GoRail previously ran a number of variants of services from the Baltic station in Tallinn to St Petersburg and / or Moscow, in partnership with Russian Railways, which were cancelled and re-introduced a number of times.

GoRail ran a daily daytime service from Tallinn Baltic station to St Petersburg, leaving Tallinn early in the morning and arriving in St Petersburg mid-afternoon, with a return service leaving in the early evening and arriving in Tallinn in the late evening.

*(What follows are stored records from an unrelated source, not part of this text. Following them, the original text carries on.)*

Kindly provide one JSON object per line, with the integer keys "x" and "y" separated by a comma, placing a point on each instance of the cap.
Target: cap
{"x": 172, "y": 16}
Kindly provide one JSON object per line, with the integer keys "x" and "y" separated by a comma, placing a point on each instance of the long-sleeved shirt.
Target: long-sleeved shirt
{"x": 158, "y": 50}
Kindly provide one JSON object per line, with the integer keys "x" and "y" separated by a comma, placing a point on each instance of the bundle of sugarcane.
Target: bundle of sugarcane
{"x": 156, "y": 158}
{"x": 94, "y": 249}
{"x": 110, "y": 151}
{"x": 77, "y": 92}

After a break from 2004, services commenced during 2007. However, during this time, on 8 May 2007, Russian Railways announced that the route would be cancelled with effect from 29 May ostensibly due to low passenger numbers, but shortly after the Bronze Night protests in Tallinn. GO Rail CEO Alar Pinsel described the Russian reasoning as "difficult to believe". The cancellation was retracted a day later, and the train service was never actually interrupted. GoRail announced the cancellation of the service in July 2008, citing high infrastructure and fuel costs as reasons.

Services then ran again, continuing to Moscow, from 2012 until they ended in 2020 at the beginning of the coronavirus pandemic.